(Business in Cameroon) - At the end of September this year, Cameroon’s public debt was estimated at CFA12,374 billion, 11% higher than in the same period last year. According to the Autonomous Depreciation Fund (CAA), the public entity responsible for managing the public debt, the amount represents almost half the country’s GDP (45.8%).
CAA attributes this increase in public debt mainly to the disbursements made under the IMF-led 2021-24 Economic and Financial Program. This year alone, Cameroon received a loan of CFA114.6 billion from the IMF through the Extended Fund Facility (EFF) and the Extended Credit Facility (ECF). As part of a deal with France, the country also received a loan of CFA45.9 billion, in addition to multiple medium- and long-term government securities issues and fund injections in various projects and programs.
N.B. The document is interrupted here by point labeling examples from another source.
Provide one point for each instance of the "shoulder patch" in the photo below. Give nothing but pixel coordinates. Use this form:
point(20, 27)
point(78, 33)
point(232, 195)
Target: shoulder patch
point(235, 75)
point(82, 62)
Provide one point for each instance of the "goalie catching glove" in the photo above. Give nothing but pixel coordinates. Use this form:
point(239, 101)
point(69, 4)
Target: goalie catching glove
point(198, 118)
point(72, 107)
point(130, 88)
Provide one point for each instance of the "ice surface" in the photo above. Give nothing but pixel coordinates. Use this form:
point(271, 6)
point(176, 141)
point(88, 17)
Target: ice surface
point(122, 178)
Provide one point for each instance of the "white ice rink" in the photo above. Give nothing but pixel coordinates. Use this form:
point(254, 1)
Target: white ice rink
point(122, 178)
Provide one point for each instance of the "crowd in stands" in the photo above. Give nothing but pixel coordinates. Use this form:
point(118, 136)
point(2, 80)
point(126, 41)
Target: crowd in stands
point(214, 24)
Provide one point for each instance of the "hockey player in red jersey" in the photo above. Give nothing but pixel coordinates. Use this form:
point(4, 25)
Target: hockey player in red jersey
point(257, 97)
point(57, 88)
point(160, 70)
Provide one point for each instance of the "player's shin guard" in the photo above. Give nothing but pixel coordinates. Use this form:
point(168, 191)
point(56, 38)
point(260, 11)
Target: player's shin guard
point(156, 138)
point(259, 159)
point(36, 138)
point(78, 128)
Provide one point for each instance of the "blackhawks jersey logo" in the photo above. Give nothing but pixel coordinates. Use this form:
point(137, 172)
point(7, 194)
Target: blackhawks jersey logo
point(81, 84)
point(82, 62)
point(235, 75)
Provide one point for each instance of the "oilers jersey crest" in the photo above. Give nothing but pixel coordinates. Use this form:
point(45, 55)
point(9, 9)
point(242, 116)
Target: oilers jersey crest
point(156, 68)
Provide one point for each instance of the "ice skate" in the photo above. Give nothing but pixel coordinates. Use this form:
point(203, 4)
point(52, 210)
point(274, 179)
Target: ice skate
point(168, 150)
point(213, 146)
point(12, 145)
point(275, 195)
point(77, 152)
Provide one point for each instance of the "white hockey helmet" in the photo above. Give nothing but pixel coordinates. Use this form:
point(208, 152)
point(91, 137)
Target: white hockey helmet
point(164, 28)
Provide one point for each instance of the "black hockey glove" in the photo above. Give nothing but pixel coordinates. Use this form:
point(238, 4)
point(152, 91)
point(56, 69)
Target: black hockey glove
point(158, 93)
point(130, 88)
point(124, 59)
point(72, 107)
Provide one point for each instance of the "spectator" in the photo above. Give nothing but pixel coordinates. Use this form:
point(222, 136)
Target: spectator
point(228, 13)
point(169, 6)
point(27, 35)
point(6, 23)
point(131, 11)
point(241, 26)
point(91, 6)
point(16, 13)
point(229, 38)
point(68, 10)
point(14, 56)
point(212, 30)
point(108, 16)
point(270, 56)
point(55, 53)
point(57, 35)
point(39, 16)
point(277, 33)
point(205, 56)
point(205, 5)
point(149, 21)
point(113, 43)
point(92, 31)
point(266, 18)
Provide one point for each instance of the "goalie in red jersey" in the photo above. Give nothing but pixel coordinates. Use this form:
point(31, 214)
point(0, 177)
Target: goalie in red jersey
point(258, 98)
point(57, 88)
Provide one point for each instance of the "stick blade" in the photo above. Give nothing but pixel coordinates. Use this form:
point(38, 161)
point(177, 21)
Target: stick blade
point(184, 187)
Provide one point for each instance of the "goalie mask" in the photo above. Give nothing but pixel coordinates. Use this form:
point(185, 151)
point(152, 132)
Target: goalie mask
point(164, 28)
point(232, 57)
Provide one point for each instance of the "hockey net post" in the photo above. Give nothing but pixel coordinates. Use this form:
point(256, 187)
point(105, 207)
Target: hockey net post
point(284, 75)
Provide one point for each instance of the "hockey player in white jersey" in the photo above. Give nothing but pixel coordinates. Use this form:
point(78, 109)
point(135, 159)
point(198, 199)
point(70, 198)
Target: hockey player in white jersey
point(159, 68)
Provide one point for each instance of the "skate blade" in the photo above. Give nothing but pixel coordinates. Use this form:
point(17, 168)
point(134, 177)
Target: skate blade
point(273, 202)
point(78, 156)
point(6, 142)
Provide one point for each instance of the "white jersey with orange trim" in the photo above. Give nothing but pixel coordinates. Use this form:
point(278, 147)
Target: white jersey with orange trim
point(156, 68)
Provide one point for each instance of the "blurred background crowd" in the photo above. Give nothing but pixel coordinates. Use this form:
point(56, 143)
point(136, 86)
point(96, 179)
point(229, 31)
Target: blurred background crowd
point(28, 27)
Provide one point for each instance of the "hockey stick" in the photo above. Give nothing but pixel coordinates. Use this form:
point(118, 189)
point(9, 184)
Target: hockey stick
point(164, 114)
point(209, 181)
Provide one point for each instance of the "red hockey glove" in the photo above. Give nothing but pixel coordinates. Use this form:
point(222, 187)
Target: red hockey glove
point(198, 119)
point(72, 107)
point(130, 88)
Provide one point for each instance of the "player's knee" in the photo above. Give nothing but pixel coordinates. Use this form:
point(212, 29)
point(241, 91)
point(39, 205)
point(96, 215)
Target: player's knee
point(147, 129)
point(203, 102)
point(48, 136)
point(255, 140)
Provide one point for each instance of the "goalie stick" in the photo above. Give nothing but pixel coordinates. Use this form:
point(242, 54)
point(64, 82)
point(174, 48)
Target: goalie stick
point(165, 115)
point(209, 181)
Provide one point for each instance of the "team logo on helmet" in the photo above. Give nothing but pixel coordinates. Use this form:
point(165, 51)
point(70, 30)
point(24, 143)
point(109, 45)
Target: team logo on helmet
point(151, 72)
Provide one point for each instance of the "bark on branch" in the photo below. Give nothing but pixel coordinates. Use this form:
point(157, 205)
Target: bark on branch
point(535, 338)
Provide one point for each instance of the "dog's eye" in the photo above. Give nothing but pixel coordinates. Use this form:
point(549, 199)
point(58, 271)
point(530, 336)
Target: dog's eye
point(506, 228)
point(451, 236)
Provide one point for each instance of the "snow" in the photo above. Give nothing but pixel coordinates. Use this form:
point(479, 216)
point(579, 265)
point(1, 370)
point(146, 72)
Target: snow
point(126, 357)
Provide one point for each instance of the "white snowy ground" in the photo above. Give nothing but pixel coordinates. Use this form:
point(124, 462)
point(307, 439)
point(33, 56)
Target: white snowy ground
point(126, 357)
The devaluation of the local currency -the CFAF- has also had an impact on the country's debt.
In detail, the public sector debt is made of 92.3% direct central government debt valued at CFA11,426 billion (or 42.3% of GDP), of which CFA8,204 billion is external debt and CFA3,222 billion is domestic debt. Public companies hold 7.6% of the public sector debt (CFA937 billion, or 3.5% of GDP), and decentralized local authorities the remaining amount (CFA10 billion, or 0.04% of GDP).
Although it seems huge, Cameroon’s debt remains sustainable and below the threshold accepted within the Cemac region (70% of GDP), CCA indicated. But “There is a high risk of external debt distress due to low export and fiscal revenues. This situation is a major concern that calls for a prudent debt policy and economic policy measures to restore a sound economic environment. As for the domestic debt, it would not create a particular vulnerability, thanks to the escrow mechanism," the agency said.